Official Solution: A ship is carrying several cats, along with a crew consisting of sailors, a cook, and a one-legged captain, to a nearby port. If the crew and cats collectively have 15 heads and 41 legs, how many cats are on the ship? A. 3
B. 5
C. 6
D. 7
E. 8
Excluding the cook, the remaining passengers — cats, sailors, and the one-legged captain — collectively have 14 heads and 39 legs.
Excluding the one-legged captain, the remaining passengers — cats and sailors — collectively have 13 heads and 38 legs.
Let's assume there are \(x\) cats and \(13 - x\) sailors.

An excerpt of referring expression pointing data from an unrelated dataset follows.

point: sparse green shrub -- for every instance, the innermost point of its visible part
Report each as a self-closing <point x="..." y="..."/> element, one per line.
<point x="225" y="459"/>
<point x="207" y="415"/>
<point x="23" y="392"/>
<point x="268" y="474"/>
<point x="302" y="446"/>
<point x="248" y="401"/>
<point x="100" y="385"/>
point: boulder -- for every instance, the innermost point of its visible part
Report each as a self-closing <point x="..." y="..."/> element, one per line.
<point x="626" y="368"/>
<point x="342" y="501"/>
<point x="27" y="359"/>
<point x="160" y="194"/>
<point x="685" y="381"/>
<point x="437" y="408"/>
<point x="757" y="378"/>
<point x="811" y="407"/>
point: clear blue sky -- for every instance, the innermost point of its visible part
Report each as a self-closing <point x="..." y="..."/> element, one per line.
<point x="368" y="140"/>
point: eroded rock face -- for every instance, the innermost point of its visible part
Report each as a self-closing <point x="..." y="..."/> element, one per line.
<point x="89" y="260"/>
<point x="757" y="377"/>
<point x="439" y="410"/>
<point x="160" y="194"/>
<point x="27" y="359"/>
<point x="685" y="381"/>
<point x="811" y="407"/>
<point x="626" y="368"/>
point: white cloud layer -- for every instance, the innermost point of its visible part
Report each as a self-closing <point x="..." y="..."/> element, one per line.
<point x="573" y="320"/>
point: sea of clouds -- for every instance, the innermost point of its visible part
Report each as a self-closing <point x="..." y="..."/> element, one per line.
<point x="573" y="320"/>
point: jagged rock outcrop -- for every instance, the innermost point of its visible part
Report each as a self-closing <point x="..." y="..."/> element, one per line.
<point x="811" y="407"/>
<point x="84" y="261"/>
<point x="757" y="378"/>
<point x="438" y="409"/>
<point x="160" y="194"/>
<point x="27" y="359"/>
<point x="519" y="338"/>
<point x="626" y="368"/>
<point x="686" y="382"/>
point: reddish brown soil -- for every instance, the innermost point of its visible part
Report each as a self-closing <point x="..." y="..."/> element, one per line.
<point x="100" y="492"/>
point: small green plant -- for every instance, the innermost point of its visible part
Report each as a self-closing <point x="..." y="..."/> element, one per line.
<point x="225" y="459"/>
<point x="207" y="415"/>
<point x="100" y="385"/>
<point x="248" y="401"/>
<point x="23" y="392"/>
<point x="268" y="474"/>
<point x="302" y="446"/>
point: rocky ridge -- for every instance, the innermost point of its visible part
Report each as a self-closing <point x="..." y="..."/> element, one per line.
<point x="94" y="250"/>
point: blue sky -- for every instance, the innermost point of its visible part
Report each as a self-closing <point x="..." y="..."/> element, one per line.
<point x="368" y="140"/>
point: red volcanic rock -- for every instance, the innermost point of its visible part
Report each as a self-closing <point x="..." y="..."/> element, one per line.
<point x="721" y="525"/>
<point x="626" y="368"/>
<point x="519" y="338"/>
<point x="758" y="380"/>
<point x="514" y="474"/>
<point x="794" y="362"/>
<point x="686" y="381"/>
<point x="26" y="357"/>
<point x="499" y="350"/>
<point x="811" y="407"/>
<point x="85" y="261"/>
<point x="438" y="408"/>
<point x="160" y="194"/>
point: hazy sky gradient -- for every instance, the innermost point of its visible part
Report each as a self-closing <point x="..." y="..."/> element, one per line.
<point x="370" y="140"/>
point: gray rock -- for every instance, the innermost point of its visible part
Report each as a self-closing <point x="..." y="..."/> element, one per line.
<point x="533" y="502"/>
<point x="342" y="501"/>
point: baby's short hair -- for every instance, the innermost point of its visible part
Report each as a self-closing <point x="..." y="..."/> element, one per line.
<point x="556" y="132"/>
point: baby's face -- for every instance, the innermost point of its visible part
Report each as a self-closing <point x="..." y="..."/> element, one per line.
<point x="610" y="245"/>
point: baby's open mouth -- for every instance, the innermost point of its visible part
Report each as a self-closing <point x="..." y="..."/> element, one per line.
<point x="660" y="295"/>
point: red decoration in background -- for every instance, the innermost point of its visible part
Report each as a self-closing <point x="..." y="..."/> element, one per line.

Consequently, we can set up the equation \(4*x + 2*(13 - x) = 38\), which gives \(x=6\).
Another way to solve this question is via Backsolving:
1. We know that we have 1 cook and 1-legged captain, removing them from the totals, leaves us with 38 legs (out of 41 starting legs) and 13 heads (out of 15 starting heads). Things are a bit clearer now.
2. Now we can pick 7 cats and try if this makes the puzzle work - that would be 7 heads and 28 legs, plus 5 sailors (38-28 legs gives us that) But the heads do not match, we need 13 heads but 7+5 is only 12. Thus likely need a smaller number of cats, which they have a 2:1 relationship with humans, so removing 1 cat will give us 2 sailors.
3. Picking 6 cats, give us 24 legs, and then 38-24 = 14 sailor legs or 7 sailors with 7 heads. This means 13 heads, which matches our totals.